Medan – SuaraNusantara
Terungkap dalam persidangan sengketa Pilgubsu 2018 antara bakal calon Gubsu JR Saragih dengan komisioner KPU Sumut yang Bawaslu Sumut di ruang musyawarah Jalan H Adam Malik Medan, Selasa (27/2/2018), bahwa komisioner KPU Sumut melakukan klarifikasi fotocopy ijazah SMA JR Saragih ke Dinas Pendidikan DKI Jakarta, tanpa disertai ijazah aslinya.
Hal itu diungkapkan Ikhwaluddin Simatupang, kuasa hukum JR Saragih usai persidangan dengan agenda mendengarkan keterangan saksi fakta yang dihadirkan pihak tergugat.

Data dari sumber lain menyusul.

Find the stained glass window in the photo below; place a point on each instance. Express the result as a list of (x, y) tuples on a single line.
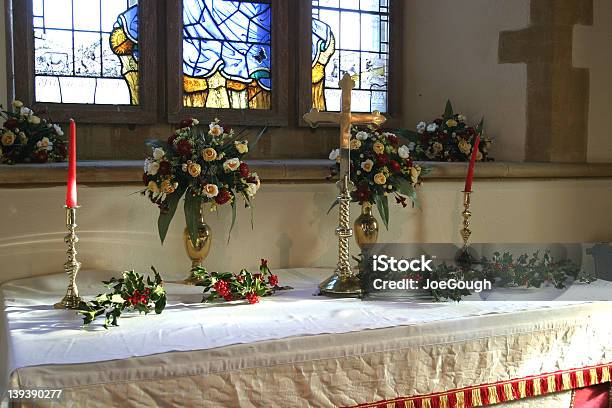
[(350, 36), (86, 51), (227, 54)]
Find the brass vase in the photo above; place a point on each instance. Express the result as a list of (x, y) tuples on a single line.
[(366, 227), (198, 252)]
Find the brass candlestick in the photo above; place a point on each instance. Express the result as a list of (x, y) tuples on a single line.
[(343, 283), (71, 300), (466, 256), (465, 231)]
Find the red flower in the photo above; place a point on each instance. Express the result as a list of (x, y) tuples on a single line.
[(11, 124), (252, 298), (187, 122), (223, 197), (40, 157), (172, 138), (244, 170), (393, 140), (395, 166), (164, 168), (381, 159), (183, 147), (222, 288)]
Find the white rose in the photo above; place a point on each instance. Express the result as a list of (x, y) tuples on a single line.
[(231, 165), (58, 130), (45, 144), (211, 190), (404, 152), (158, 153), (153, 168), (215, 129), (25, 111), (360, 136), (251, 189), (432, 127), (421, 126), (333, 155)]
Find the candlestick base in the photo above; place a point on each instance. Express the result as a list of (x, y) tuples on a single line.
[(71, 300)]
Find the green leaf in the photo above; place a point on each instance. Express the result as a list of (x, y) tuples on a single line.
[(163, 222), (448, 110), (408, 190), (382, 202), (229, 235), (192, 215)]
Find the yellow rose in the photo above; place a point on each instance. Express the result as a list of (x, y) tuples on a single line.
[(367, 165), (152, 186), (194, 169), (209, 154), (211, 190), (415, 173), (168, 187), (242, 147), (8, 138), (380, 178), (378, 148), (464, 146), (437, 147)]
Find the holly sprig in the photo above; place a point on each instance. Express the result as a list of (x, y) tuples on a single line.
[(533, 270), (243, 285), (131, 292)]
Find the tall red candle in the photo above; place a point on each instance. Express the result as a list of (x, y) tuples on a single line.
[(71, 200), (470, 176)]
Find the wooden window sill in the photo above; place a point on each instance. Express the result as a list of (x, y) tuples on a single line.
[(289, 171)]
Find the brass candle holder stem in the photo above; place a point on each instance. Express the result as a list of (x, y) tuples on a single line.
[(71, 300), (466, 214)]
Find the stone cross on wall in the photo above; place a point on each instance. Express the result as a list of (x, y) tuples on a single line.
[(557, 93)]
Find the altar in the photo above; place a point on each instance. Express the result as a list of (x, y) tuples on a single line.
[(298, 349)]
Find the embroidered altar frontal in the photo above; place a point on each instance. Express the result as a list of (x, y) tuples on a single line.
[(294, 349)]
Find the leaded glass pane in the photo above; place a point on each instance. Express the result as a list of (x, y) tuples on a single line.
[(227, 54), (350, 36), (86, 51)]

“Bagaimana mereka mengklarifikasi masalah legalisir fotocopy ijazah, tanpa ada pembanding ijazah aslinya. Ini malah mereka bandingkan dengan ijazah asli milik orang lain,” katanya.
Kemudian, diungkapkannya, terkait surat keterangan sekretaris dinas yang menyatakan tidak pernah ada pelegalisiran/pengesahan ijazah atas nama Jopinus Ramli Saragih.
“Kenapa termohon (KPU) lebih mengutamakan surat keterangan sekretaris dinas, daripada surat keterangan kepala dinas yang menyatakan soal ijazah pemohon tidak ada masalah. Mana jabatan yang lebih tinggi, kepala dinas atau sekretaris dinas,” kata Ikhwaluddin Simatupang.
Tim kuasa JR Saragih melihat adanya kejanggalan dalam tahapan Pilgubsu 2018, terkhusus terhadap apa yang terjadi kepada klien mereka.
“Kita berharap majelis lebih bijak dalam menelaah kasus sengketa ini,” katanya.